House Speaker Paul Ryan has gone back to the old Obamacare repeal well to try to cobble together a short-term spending bill that would keep government open past Friday. Because that's the surest way to mollify the nihilists and get them on board, which is what he needs to do because he can't rely on help from Democrats in doing this unless they also come up with a solution on immigration and the Dream Act.
The short-term spending bill includes a two-year delay of a handful of Obamacare provisions: the medical device tax, another delay of the so-called Cadillac tax on high-cost health insurance plans and on Obamacare's health insurance tax. It also includes a six-year funding for the Children's Health Insurance Program, a hostage-trade they hope will entice Democrats to support, pitting the Dreamer kids against the CHIP kids. That's all to put Democrats on the spot, but the problem is as always House Republicans.
Tuesday night was a bit of a roller coaster for House GOP leaders. A closed-door conference meeting where they presented their short-term funding bill—funds the government until February 16, delays three unpopular taxes from the Affordable Care Act, extends the Children's Health Insurance Program for six years—to plenty of grumbles, but mostly acceptance that it was the only path forward. […]
But then 90 minutes later, the House Freedom Caucus Chairman Mark Meadows emerged from their own closed door meeting to announce the votes weren't there for the leadership's proposal —and the conservative caucus had demands, throwing the entire Republican strategy—House, Senate and White House—into question. […]
The Freedom Caucus is precisely why Senate Democrats were mostly keeping their powder dry on Tuesday regarding a possible shutdown. No sense in taking a hard position when, as one aide put it, "House Republicans have a history of stepping on their own rakes."
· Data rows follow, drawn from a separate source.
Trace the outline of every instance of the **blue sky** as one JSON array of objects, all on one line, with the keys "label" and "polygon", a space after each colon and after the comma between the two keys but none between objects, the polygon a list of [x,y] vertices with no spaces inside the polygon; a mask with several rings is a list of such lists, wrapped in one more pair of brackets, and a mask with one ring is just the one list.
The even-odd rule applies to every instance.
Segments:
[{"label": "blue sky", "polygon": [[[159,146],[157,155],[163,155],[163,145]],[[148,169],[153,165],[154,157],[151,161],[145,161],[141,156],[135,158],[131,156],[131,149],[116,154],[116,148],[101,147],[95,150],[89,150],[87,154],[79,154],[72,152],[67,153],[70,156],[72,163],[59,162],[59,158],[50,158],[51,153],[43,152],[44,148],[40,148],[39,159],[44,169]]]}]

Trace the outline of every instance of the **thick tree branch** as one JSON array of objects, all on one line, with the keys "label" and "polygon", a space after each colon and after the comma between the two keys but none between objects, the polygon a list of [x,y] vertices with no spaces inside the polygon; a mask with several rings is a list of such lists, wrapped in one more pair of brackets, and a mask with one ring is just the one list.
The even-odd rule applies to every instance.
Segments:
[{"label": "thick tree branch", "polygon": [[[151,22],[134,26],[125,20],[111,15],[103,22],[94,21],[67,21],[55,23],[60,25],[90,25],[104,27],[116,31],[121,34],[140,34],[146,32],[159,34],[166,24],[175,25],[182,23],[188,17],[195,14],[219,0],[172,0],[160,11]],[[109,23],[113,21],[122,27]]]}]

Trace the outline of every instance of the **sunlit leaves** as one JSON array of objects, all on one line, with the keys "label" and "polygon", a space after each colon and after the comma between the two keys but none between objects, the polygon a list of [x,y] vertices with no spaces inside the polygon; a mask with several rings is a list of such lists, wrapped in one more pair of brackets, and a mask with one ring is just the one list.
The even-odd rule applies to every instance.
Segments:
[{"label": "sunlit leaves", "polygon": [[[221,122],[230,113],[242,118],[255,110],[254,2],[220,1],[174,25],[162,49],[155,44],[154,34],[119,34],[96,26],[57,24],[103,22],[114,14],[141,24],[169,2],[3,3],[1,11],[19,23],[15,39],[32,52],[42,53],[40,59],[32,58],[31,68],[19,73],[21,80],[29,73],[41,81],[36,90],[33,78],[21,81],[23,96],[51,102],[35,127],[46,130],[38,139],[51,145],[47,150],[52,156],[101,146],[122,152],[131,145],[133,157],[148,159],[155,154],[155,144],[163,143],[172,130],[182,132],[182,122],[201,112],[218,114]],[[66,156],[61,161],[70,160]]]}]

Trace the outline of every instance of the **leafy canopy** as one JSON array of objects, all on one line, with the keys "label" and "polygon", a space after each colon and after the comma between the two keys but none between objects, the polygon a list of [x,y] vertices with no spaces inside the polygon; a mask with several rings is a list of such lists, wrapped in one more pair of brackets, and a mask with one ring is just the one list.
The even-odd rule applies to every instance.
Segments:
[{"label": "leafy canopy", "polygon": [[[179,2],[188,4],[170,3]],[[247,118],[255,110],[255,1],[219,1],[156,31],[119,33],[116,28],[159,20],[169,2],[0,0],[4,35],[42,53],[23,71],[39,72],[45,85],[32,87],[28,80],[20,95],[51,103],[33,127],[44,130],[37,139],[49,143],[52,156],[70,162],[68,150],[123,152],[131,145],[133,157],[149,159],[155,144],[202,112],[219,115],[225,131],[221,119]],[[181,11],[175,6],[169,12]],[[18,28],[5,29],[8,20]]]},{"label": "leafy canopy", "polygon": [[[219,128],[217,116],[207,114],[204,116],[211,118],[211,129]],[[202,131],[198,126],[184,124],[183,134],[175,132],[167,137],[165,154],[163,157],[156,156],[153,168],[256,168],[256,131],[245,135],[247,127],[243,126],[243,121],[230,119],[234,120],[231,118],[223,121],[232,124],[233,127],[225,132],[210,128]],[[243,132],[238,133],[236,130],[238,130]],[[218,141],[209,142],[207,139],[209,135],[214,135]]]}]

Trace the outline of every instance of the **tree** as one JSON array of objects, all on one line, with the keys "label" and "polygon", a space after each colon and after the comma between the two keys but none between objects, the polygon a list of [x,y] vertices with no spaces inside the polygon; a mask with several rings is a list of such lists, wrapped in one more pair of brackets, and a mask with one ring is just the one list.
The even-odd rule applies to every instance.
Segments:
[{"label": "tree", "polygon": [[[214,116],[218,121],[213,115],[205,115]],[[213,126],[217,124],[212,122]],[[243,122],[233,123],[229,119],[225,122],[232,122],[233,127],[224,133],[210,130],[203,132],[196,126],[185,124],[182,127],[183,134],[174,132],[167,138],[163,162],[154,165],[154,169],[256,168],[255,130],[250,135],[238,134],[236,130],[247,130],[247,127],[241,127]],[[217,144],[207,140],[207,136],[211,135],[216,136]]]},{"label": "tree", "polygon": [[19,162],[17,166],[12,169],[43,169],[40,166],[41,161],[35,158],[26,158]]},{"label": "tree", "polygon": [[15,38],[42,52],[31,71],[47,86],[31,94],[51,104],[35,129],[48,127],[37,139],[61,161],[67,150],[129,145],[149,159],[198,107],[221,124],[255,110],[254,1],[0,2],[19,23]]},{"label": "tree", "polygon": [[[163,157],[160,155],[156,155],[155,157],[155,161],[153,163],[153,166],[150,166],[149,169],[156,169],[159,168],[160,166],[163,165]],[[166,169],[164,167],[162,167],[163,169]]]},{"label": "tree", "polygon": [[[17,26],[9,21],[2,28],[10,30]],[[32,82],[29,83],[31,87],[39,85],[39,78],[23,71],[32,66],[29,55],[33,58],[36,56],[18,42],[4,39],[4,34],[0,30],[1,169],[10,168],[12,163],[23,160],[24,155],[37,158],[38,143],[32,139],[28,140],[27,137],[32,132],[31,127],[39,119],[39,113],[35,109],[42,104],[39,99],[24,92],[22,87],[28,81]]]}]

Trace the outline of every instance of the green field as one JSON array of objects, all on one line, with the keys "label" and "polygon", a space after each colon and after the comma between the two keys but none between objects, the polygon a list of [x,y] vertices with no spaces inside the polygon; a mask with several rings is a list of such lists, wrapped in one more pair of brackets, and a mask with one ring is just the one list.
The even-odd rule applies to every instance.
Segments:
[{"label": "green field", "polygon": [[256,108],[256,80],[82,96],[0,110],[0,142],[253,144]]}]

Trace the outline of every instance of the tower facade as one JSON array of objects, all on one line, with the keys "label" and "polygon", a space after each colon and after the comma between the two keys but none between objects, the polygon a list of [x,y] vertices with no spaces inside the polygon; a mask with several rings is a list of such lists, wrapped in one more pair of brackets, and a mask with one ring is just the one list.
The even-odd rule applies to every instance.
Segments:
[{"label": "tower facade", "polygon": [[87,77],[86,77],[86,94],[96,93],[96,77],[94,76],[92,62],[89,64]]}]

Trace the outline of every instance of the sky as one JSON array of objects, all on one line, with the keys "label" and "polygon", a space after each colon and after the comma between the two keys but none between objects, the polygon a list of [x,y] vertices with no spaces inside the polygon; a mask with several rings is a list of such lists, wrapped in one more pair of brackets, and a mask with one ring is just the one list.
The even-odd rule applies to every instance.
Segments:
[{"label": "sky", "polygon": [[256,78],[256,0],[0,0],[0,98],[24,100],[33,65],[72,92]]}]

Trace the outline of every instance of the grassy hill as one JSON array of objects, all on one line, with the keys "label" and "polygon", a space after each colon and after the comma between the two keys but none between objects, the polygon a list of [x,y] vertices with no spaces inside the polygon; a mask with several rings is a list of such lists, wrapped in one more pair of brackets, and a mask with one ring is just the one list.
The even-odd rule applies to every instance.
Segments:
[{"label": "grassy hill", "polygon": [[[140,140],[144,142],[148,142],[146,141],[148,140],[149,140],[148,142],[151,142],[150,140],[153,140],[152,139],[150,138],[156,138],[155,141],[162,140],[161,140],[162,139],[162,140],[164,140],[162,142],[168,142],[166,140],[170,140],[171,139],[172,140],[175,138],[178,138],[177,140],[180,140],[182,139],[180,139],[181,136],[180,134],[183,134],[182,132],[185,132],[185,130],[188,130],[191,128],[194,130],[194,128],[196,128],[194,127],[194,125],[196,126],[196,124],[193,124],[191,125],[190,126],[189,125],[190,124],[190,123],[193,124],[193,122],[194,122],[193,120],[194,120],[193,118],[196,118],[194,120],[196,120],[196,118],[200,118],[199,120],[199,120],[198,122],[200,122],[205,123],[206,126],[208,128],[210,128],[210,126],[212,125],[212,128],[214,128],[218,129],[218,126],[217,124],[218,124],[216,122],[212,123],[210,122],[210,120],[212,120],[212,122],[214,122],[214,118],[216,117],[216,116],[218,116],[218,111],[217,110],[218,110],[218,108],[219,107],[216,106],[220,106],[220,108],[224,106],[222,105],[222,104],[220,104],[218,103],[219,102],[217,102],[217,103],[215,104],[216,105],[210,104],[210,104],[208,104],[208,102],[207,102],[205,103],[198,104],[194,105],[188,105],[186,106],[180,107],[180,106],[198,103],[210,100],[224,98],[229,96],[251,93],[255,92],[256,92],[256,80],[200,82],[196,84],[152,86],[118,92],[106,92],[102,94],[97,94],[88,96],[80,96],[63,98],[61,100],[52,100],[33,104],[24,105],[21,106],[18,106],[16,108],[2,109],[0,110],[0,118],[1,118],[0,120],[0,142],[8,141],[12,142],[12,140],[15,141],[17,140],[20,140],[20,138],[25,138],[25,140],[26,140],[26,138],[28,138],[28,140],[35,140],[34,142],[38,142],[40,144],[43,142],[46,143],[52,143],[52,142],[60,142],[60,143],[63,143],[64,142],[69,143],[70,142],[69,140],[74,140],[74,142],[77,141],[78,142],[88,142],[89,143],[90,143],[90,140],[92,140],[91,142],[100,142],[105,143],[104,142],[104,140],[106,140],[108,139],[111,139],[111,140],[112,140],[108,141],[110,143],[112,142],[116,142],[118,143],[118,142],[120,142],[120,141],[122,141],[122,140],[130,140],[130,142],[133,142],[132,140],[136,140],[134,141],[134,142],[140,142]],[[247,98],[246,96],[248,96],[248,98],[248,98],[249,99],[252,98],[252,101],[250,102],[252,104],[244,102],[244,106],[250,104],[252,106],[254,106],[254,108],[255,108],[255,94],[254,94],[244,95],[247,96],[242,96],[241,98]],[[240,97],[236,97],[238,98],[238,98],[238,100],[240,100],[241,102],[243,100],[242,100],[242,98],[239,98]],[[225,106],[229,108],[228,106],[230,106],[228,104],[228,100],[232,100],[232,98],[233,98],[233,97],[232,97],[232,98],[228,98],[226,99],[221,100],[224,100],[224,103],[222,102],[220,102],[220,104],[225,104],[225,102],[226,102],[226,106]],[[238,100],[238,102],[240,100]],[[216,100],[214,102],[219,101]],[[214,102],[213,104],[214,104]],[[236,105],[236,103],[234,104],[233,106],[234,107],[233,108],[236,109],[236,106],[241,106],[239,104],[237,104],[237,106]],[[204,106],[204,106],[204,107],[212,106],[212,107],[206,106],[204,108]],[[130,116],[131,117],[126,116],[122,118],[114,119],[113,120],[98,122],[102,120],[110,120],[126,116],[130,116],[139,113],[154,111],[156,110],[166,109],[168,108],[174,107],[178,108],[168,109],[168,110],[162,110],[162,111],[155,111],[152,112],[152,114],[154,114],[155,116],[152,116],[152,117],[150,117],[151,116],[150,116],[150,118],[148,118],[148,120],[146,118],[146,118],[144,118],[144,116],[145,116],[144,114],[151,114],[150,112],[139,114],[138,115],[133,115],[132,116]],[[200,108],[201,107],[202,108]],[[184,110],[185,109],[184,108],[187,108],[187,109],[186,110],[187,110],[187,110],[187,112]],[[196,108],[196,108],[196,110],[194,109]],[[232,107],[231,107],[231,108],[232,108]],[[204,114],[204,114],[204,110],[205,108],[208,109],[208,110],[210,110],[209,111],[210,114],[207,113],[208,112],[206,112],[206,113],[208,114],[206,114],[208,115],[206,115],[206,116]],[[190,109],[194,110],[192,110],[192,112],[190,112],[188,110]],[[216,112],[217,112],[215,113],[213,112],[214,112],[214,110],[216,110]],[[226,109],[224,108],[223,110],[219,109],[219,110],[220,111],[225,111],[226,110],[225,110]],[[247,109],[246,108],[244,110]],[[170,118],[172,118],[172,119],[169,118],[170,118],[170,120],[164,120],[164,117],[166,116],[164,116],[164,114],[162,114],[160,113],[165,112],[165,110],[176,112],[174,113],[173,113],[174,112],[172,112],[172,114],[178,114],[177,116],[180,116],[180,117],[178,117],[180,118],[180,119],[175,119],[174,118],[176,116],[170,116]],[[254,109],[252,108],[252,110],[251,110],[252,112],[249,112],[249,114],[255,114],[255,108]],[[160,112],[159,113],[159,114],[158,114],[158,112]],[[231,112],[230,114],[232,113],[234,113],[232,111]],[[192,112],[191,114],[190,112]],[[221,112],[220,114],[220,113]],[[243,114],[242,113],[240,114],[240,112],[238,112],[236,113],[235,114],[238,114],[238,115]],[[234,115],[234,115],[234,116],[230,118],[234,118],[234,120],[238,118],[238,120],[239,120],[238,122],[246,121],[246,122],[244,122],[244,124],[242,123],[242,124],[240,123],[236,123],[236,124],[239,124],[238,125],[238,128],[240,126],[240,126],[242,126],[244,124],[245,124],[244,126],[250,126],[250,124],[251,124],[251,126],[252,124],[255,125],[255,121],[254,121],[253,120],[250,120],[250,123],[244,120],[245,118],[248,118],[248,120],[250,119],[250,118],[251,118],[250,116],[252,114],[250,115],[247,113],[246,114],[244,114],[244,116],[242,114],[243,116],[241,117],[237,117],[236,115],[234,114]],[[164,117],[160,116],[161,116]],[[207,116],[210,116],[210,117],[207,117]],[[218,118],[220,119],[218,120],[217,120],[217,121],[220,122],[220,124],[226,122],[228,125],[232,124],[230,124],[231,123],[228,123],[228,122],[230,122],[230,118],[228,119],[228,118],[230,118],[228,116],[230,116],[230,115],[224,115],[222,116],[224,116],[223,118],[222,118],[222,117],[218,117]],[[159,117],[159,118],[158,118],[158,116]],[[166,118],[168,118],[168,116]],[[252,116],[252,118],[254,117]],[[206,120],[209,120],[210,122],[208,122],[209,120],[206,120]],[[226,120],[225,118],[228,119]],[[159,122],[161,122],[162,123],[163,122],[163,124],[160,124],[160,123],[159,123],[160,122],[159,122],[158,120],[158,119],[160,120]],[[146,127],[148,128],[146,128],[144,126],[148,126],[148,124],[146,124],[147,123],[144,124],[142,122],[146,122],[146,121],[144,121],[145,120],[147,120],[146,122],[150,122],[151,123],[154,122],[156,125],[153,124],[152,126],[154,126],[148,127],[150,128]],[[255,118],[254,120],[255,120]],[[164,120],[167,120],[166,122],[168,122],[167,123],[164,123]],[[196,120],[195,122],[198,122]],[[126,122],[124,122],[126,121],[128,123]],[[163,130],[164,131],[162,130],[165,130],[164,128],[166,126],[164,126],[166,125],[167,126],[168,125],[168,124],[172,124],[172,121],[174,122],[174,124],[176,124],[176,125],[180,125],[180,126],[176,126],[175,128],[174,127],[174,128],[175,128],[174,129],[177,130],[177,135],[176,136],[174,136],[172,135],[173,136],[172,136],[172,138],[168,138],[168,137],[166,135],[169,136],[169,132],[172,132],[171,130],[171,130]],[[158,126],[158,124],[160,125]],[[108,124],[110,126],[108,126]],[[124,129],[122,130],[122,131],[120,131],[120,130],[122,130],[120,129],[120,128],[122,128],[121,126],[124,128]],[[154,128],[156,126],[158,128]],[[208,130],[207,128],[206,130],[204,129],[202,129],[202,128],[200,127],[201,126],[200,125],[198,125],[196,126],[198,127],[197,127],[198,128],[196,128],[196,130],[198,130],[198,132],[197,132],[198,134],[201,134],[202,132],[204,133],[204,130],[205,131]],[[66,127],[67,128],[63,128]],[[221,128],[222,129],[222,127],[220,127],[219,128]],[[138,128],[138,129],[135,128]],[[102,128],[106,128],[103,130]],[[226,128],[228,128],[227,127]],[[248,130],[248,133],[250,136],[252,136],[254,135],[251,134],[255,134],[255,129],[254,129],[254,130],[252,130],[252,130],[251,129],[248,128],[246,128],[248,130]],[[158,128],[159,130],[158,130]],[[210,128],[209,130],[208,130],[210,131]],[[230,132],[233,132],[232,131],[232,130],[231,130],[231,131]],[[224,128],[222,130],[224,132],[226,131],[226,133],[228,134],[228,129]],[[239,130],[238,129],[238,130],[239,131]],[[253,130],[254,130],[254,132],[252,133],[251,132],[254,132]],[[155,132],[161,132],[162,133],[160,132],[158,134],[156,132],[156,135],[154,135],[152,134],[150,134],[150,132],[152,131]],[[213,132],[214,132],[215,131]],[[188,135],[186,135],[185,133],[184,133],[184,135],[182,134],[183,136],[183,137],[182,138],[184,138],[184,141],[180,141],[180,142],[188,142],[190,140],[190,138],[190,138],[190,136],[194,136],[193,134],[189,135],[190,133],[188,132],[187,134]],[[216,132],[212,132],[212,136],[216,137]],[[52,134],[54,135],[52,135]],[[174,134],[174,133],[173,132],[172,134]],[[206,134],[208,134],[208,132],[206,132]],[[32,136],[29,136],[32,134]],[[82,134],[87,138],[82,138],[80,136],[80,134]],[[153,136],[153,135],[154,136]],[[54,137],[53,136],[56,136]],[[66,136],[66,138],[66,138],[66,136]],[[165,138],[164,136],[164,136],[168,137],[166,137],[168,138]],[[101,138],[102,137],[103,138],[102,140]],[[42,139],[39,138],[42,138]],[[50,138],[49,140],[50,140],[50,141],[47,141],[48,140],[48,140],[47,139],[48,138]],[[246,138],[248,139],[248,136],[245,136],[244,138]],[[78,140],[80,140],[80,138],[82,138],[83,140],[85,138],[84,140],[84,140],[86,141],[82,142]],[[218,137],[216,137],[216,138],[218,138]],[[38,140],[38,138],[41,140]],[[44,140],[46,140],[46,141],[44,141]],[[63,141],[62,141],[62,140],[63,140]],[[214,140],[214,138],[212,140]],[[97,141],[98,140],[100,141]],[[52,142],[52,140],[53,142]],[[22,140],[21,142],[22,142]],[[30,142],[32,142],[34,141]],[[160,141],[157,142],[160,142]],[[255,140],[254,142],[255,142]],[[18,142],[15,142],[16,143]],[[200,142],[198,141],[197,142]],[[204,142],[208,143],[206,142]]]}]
The defense hawks are unhappy with the bill as well, because they’ve been pushing for increased and permanent funding there in this bill. There’s a lot of them, so that’s as much a problem for Ryan as the Freedom Caucus. Meanwhile, the bipartisan "gang of six" working on an immigration deal will release their plan Wednesday, and "are urging Majority Leader Mitch McConnell (R-Ky.) to give them a 'test vote' to show the level of support for the forthcoming legislation." McConnell's second-in-command Sen. John Cornyn (R-TX), who has made it his political goal in life to stop any kind of immigration reform from ever happening, says it "will not get a vote in the House or the Senate because POTUS will not sign it." Chances are very good, if it were actually put up for a vote in both chambers, it would get veto-proof majorities. Cornyn is not going to take that chance.
So, no immigration reform, no Democratic votes. Nothing has changed with the unveiling of Ryan's latest last-ditch plan because nothing has changed under Republican control of everything except that now there's even more chaos. The chances of a shutdown happening right now are better than 50-50.